Indian Prime Minister Narendra Modi arrives at the Bharatiya Janata Party (BJP) headquarters in New Delhi, India, on Sunday, December 3, 2023. The victory over the opposition in the election strengthened Modi’s bid for a third term.
Prakash Singh | Bloomberg | Getty Images
S&P Global Ratings raised India’s sovereign rating outlook to “positive” from “stable” while maintaining its “BBB-” rating, saying on Wednesday that the country’s strong economic expansion had a constructive impact on its credit indicators.
“We expect sound economic fundamentals to support growth momentum over the next two to three years,” S&P said, adding that regardless of the scenario, election As a result, it foresees broad continuity in economic reforms and fiscal policy.
India’s marathon six-week national election, the world’s largest, is in its final stages, with vote counting set to take place on June 4, and investors are gaining ground for Prime Minister Narendra Modi Preparing for the third term.
Finance Minister Nirmala Sitharaman called the upgrade a “welcome development”.
“This reflects India’s solid growth performance and promising economic prospects in the coming years,” the social media post said.
The rating agency said India’s positive outlook is based on its strong economic growth, significant improvement in the quality of government spending and political commitment to fiscal consolidation.
“We believe these factors are combining to benefit credit metrics,” S&P analysts wrote in a note.
After the upgrade to the outlook, the Indian rupee came off the day’s lows and the benchmark 10-year bond yield fell 3 basis points to 6.99%.
S&P said India’s weak fiscal environment has been the most vulnerable component of its sovereign rating.
High fiscal deficits, large debt stocks and interest burdens remain, but the government is prioritizing ongoing consolidation efforts, the report added.
“With the economic recovery now on track, the government is once again able to chart a more concrete, albeit gradual, path to fiscal consolidation,” S&P analysts said.
“Our forecasts indicate that the government deficit will be 7.9% of GDP in fiscal 2025, declining slowly to 6.8% in fiscal 2028.”
Standard & Poor’s expects India’s economy to grow at an annual rate of nearly 7% over the next three years, which will have a moderating effect on the government debt-to-GDP ratio despite a higher fiscal deficit.
Its favorable GDP growth and interest rate spreads keep government borrowing sustainable, S&P said, adding that it expects the country’s debt-to-GDP ratio to fall to 81% by fiscal 2028 from 85% currently.
The continued slowdown in price growth has enabled the central bank to end monetary tightening, and S&P expects to adopt a moderately loose monetary policy stance before the end of fiscal 2025.
If the fiscal deficit narrows significantly, bringing general government debt below 7% of GDP on a structural basis, or if it observes a sustained and substantial improvement in the effectiveness of the RBI’s monetary policy and inflation credibility, the agency may increase its forecast.

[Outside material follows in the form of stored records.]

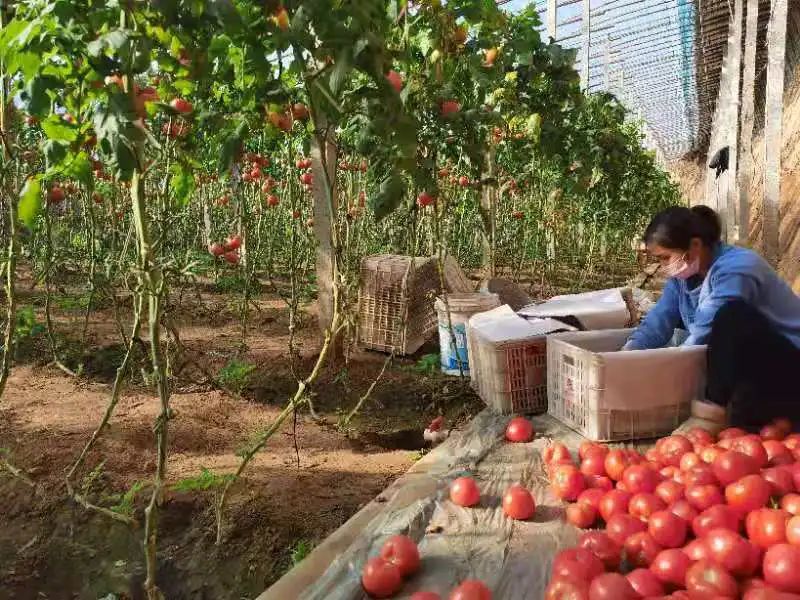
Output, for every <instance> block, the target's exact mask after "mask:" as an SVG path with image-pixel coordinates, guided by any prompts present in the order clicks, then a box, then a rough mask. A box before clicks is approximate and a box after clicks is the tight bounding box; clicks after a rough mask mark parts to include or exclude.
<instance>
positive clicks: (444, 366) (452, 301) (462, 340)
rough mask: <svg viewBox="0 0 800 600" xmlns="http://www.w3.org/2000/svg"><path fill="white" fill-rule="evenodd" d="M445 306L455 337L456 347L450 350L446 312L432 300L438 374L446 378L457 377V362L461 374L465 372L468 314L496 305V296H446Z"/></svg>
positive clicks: (452, 347) (485, 295)
mask: <svg viewBox="0 0 800 600" xmlns="http://www.w3.org/2000/svg"><path fill="white" fill-rule="evenodd" d="M447 303H448V304H449V306H450V322H451V323H452V325H453V332H454V333H455V338H456V347H455V348H454V347H453V338H452V336H451V335H450V329H449V328H448V326H447V325H448V323H447V309H446V308H445V305H444V302H443V301H442V299H441V298H438V299H437V300H436V305H435V306H436V313H437V315H438V318H439V346H440V348H441V364H442V372H443V373H445V374H446V375H459V369H458V363H459V360H460V361H461V372H463V373H464V374H465V375H466V374H468V373H469V360H468V358H469V357H468V355H467V321H468V320H469V318H470V317H471V316H472V315H475V314H477V313H481V312H486V311H487V310H492V309H493V308H497V307H498V306H500V297H499V296H498V295H497V294H484V293H480V292H470V293H465V294H448V295H447Z"/></svg>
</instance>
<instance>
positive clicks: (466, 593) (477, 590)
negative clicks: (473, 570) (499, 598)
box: [450, 579, 492, 600]
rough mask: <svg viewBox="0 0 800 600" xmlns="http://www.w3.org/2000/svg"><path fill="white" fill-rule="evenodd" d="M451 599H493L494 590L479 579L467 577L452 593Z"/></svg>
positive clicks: (456, 599) (452, 599) (474, 599)
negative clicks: (489, 588)
mask: <svg viewBox="0 0 800 600" xmlns="http://www.w3.org/2000/svg"><path fill="white" fill-rule="evenodd" d="M450 600H492V592H491V591H489V588H488V587H486V584H485V583H483V582H482V581H478V580H477V579H467V580H466V581H464V582H462V583H461V585H459V586H458V587H457V588H456V589H454V590H453V591H452V592H451V593H450Z"/></svg>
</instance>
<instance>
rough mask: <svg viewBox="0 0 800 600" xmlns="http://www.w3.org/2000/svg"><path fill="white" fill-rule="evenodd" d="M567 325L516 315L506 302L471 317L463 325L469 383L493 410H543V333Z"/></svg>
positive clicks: (499, 411)
mask: <svg viewBox="0 0 800 600" xmlns="http://www.w3.org/2000/svg"><path fill="white" fill-rule="evenodd" d="M565 328H568V326H566V325H564V324H562V323H558V322H555V321H552V320H550V319H546V320H542V321H539V322H536V323H532V322H529V321H526V320H525V319H523V318H521V317H519V316H517V315H516V314H515V313H514V312H513V311H512V310H511V309H510V308H509V307H508V306H503V307H501V308H498V309H495V310H493V311H489V312H485V313H483V314H482V315H478V316H476V317H473V318H472V319H470V321H469V325H468V327H467V347H468V356H469V368H470V374H471V378H472V387H473V389H474V390H475V391H476V393H477V394H478V395H479V396H480V397H481V399H482V400H483V401H484V402H486V404H487V406H490V407H491V408H493V409H494V410H496V411H498V412H500V413H503V414H510V413H532V414H541V413H544V412H546V411H547V337H546V335H547V333H548V332H550V331H553V330H554V329H557V330H561V331H563V330H564V329H565Z"/></svg>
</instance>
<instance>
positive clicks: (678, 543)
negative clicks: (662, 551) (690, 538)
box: [647, 510, 688, 548]
mask: <svg viewBox="0 0 800 600" xmlns="http://www.w3.org/2000/svg"><path fill="white" fill-rule="evenodd" d="M687 529H688V524H687V522H686V521H685V520H683V519H682V518H681V517H679V516H678V515H676V514H675V513H672V512H670V511H668V510H662V511H659V512H657V513H654V514H653V516H651V517H650V519H649V521H648V524H647V531H648V533H649V534H650V535H651V536H653V539H654V540H655V541H656V542H657V543H659V544H661V545H662V546H664V547H665V548H678V547H680V546H683V544H684V542H685V541H686V530H687Z"/></svg>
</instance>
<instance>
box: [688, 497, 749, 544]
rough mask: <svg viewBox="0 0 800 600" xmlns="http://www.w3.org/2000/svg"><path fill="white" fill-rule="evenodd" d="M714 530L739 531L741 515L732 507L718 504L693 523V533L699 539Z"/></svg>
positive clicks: (713, 506)
mask: <svg viewBox="0 0 800 600" xmlns="http://www.w3.org/2000/svg"><path fill="white" fill-rule="evenodd" d="M712 529H730V530H731V531H739V515H738V514H737V513H736V511H735V510H733V509H732V508H731V507H730V506H727V505H725V504H717V505H716V506H712V507H711V508H707V509H706V510H704V511H703V512H702V513H700V514H699V515H697V516H696V517H695V518H694V520H693V521H692V531H694V534H695V535H696V536H697V537H699V538H701V537H704V536H705V535H706V534H707V533H708V532H709V531H711V530H712Z"/></svg>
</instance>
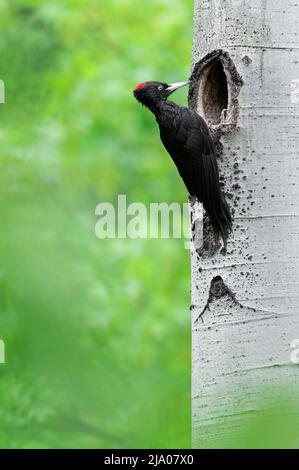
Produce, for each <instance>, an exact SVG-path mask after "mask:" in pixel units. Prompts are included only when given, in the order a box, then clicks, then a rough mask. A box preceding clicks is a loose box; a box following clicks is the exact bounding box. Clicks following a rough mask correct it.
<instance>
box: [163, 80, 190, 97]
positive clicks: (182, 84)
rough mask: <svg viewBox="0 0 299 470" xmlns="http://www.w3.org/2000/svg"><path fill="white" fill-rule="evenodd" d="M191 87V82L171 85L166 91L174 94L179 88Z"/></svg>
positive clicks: (179, 82)
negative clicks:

India’s ratings report remains low for the long term.
Alternatively, the outlook could be revised to stable if the agency finds that political commitment to maintaining sustainable public finances has eroded, or that the current account deficit widens significantly, weakening India’s external position.
“We will continue to have fruitful engagement with them to demonstrate economic strength and potential rating upgrades,” Economic Affairs Minister Ajay Seth told Reuters.